Seemingly, U.S. manufacturing isn't in a good position. According to data published by Federal Reserve, U.S. factory production slumped for the second month in February 2019 and reports by the Institute for Supply Management echoed a similar sentiment, stating that U.S. factories had dropped in several areas, including employment, orders, production and deliveries.
 
The prevalent story of the media is that nothing can stop the on-going drop of manufacturing. But maybe the industry’s savior depends in one of its most notorious antagonists – automation.
 
America has an unique relationship with automated technology. While the first six-axis robots were launched to automotive production lines around the 1960s, narratives since then have often focused on the risk technology poses to employment, rather than the production benefits and new job roles it can bring.
 
You should not get me wrong, there’s no questioning automation has displaced some American jobs.

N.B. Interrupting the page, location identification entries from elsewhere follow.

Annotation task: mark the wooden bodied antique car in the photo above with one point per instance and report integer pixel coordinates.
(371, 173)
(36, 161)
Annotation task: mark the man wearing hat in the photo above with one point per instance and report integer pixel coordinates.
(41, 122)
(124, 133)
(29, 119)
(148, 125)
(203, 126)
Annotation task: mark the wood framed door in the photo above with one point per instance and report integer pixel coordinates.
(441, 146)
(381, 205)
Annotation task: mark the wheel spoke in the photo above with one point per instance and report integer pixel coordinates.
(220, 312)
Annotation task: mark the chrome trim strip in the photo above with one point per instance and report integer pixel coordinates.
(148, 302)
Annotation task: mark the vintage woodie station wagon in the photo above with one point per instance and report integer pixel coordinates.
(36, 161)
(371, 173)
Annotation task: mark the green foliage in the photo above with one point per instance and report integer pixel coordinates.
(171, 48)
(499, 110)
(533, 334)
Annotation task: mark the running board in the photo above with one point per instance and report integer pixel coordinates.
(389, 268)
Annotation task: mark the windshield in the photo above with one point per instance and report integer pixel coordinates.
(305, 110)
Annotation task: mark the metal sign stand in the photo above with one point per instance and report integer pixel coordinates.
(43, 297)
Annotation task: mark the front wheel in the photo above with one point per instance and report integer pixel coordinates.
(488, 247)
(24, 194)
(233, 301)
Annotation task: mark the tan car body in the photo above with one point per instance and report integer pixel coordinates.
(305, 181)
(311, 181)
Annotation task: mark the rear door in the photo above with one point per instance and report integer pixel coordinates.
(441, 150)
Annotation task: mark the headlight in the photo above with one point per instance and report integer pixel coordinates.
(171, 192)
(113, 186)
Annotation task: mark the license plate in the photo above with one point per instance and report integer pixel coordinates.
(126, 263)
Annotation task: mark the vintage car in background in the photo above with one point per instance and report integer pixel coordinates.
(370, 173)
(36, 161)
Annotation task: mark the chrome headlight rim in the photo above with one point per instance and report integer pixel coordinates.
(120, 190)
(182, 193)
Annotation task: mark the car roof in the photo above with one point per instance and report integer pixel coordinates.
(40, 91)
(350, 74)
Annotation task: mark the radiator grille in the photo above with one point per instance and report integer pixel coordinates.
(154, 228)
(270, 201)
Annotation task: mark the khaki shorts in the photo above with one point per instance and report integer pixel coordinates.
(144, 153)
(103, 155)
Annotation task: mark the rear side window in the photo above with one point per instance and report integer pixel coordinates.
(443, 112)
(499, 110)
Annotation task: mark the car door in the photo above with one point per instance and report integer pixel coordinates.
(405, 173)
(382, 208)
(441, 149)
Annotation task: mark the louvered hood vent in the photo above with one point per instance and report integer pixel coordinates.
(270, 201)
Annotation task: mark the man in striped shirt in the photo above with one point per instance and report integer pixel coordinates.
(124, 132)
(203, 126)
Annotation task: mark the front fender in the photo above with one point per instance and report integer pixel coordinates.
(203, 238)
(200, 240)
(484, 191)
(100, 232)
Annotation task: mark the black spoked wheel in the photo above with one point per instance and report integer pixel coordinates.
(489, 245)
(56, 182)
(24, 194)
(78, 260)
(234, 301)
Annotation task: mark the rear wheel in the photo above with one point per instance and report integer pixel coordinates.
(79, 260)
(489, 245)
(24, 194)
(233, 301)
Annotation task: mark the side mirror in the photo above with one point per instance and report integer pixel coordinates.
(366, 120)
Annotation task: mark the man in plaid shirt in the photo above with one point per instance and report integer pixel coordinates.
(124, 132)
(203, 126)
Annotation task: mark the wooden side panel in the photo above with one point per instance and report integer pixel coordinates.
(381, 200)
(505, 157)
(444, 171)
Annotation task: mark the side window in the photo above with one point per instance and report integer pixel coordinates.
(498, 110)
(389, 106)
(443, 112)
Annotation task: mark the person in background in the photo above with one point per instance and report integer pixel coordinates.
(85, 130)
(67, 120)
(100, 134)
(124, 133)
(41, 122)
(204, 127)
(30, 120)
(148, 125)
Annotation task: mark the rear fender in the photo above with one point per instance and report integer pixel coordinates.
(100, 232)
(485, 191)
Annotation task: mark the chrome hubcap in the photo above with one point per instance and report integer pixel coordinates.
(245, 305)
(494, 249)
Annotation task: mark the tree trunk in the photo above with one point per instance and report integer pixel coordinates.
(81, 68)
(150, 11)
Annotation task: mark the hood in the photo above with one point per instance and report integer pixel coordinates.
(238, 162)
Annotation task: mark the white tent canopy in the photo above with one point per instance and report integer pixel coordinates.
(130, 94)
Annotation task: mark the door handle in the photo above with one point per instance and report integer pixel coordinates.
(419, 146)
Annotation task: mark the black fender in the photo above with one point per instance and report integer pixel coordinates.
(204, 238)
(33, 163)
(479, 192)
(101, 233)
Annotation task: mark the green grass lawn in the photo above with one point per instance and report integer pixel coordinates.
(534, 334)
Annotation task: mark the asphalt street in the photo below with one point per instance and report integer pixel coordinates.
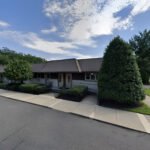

However, that’s not to imply the industry is failing, nor does it mean jobs in U.S. manufacturing are impossible to find. Work in the sector certainly still exists, just not the same positions our grandmothers or grandfathers might have held.
 
Assembly applications are an ideal example of this. Compared with factories of the past, manufacturers today use conveyors, machine vision systems and pick and place equipment to finish assembly automatically. As a result, the number of assembly jobs has been slowly declining and is expected to fall by 14 percent by 2026 according to the Bureau of Labor Statistics.  However, not all job roles in the factory have so bleak of a future.
 
Software development, for example, was almost entirely absent from manufacturing facilities of the past. Today, nevertheless, developers play an essential role in deploying automation, programming machinery and maintaining control software. Unsurprisingly then, vacancies in software are expected to increase by 24 percent by 2026, surpassing the number of jobs lost in assembly roles and creating entirely new opportunities.
 
In the time of the digital transformation of factories, workers with technical skillsets like this will become unbelievably valuable. For example, if making incremental deployments of automation, facilities will be needing regular installation and maintenance of industrial parts – and the staff to do so.
 
Automation isn't the movie villain it is often depicted to be and amazingly, most manufacturers can see its benefit and therefore aren't rooting for its defeat. The U.S. remains one of the world’s most highly profitable markets for manufacturing, but the sector needs an injection of optimism about automation and its potential to create jobs.